Rechtsmedizinisches Gutachten im Todesfall nach polizeilicher Intervention vom 11.09.2007 in Fislisbach
Von: Bezirksamt Baden (eingesandt)
Rückblick: In den frühen Morgenstunden des 11.09.2007 wollten in Fislisbach zwei Polizisten der Regionalpolizei Rohrdorferberg-Reusstal einen psychisch angeschlagenen Mann, welcher seine Medikamente nicht eingenommen hatte, in das Kantonsspital Baden überführen. Nachdem sich der Mann zuerst verbal gegen das Vorhaben der Polizisten zur Wehr setzte, sprang er unverhofft aus dem Küchenfenster des ersten Stockwerks (Höhe ca. 3 Meter).
Die beiden Polizisten konnten den Mann im Garten vor der Liegenschaft wieder betreffen, wo dieser ein Brett drohend gegen die Polizisten erhob. Dies führte dazu, dass die Polizisten unter dem Einsatz der Schusswaffe den Mann aufforderten, den Gegenstand wegzuwerfen, was dieser auch tat.

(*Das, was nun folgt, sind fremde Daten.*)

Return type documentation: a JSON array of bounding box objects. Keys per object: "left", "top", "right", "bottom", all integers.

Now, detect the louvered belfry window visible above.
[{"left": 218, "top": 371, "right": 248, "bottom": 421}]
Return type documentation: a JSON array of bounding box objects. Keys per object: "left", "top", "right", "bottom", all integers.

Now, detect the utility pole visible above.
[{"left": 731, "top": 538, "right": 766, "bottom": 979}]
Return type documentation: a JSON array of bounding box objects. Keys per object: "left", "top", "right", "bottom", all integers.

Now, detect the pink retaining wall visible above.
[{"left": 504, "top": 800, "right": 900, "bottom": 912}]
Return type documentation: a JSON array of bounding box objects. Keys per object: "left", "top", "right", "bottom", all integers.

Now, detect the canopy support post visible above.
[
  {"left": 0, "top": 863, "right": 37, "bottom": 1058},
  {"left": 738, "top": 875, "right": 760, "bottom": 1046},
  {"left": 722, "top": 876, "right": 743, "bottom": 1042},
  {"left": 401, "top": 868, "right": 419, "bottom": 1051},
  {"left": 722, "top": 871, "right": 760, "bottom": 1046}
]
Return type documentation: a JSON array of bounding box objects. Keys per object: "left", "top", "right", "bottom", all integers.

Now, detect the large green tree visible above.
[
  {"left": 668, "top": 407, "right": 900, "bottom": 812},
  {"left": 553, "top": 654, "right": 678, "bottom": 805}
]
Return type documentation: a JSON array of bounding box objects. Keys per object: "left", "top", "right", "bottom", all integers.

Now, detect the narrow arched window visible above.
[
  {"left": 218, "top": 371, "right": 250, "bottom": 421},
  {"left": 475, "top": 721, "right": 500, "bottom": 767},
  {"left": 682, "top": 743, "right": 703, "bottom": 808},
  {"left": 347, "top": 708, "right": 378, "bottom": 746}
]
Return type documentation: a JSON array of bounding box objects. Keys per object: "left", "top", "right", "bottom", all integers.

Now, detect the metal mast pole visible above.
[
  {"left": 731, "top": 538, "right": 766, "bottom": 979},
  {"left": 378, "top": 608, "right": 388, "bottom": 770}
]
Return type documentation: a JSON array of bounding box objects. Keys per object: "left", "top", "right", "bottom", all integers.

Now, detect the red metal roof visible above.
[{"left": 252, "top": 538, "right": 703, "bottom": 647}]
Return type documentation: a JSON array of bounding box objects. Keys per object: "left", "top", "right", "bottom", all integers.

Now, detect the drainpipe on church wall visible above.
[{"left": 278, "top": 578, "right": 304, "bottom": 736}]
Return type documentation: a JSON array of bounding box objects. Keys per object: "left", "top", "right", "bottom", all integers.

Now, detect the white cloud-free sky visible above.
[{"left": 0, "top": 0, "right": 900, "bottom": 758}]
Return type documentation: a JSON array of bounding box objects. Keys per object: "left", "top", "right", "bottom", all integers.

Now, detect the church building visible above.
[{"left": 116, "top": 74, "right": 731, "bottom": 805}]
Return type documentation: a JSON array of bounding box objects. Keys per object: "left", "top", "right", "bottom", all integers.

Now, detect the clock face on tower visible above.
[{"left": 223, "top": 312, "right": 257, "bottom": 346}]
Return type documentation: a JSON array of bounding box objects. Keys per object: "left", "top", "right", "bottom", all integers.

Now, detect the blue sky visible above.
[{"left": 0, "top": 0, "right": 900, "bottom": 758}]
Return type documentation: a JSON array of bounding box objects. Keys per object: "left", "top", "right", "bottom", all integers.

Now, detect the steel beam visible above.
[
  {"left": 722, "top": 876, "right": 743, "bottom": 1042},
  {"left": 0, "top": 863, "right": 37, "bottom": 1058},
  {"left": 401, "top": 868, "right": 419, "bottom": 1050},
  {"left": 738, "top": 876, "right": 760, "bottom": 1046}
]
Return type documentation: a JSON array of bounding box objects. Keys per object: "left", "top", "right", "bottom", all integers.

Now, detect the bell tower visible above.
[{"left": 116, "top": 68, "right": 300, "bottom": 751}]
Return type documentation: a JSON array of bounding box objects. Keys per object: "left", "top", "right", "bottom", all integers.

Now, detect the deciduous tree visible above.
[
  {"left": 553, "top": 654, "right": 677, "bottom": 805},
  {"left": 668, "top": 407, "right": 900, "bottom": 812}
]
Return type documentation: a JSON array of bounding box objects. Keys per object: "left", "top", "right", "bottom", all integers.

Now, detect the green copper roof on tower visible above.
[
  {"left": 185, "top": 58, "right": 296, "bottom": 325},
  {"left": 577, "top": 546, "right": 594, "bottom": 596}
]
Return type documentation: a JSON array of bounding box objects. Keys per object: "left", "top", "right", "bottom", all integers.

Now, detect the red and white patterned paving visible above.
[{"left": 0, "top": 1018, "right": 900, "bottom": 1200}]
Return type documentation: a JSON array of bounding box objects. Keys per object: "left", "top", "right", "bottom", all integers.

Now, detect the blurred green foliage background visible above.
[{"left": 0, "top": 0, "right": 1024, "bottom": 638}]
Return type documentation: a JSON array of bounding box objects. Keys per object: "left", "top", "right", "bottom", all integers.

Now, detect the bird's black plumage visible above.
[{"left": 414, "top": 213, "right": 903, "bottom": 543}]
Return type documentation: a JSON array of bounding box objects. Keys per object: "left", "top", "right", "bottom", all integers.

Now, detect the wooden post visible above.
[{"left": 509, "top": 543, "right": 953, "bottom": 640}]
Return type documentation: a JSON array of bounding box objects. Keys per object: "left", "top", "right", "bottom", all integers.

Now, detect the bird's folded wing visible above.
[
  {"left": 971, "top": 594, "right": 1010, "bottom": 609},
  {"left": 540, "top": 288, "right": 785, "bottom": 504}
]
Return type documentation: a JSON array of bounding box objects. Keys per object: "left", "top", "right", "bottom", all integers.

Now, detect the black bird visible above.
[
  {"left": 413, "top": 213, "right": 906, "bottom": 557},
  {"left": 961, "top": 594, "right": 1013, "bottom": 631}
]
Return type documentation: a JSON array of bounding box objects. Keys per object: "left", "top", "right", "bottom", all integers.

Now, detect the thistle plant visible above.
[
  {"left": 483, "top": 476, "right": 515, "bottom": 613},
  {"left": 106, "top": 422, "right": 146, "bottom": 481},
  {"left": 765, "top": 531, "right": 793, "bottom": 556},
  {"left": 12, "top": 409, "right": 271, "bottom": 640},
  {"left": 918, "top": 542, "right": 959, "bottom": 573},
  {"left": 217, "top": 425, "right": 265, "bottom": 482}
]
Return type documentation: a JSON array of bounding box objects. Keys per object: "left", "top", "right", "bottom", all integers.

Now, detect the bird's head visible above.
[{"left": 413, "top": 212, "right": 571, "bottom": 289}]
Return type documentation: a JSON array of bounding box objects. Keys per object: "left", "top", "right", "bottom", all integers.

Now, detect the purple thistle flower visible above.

In der Folge kam es zu einer handfesten Auseinandersetzung, welche mehrere Minuten dauerte und in deren Verlauf die beiden Polizisten den Mann in Bauchlage mit auf dem Rücken gefesselten Händen fixieren konnten. Die herbeigerufene Ambulanz, sowie weitere Polizisten, welche zur Verstärkung angefordert wurden, trafen wenige Minuten später am Ereignisort ein. Bei deren Eintreffen konnten beim Betroffenen keine Lebenszeichen mehr festgestellt werden. Die Reanimationsmassnahmen mussten erfolglos abgebrochen werden.
Zwischenzeitlich vorliegendes definitives rechtsmedizinisches Gutachten Nach erfolgter Legalobduktion des Verstorbenen wurde durch das Institut für Rechtsmedizin (IRM) Bern vorerst ein provisorisches Gutachten erstellt, welches zum Schluss kam, dass ein klarer Zusammenhang zwischen dem Todeseintritt und dem erfolgten Polizeieinsatz besteht und dass sich der Tod auf keine andere Art erklären liesse als durch ein lagebedingtes Ersticken.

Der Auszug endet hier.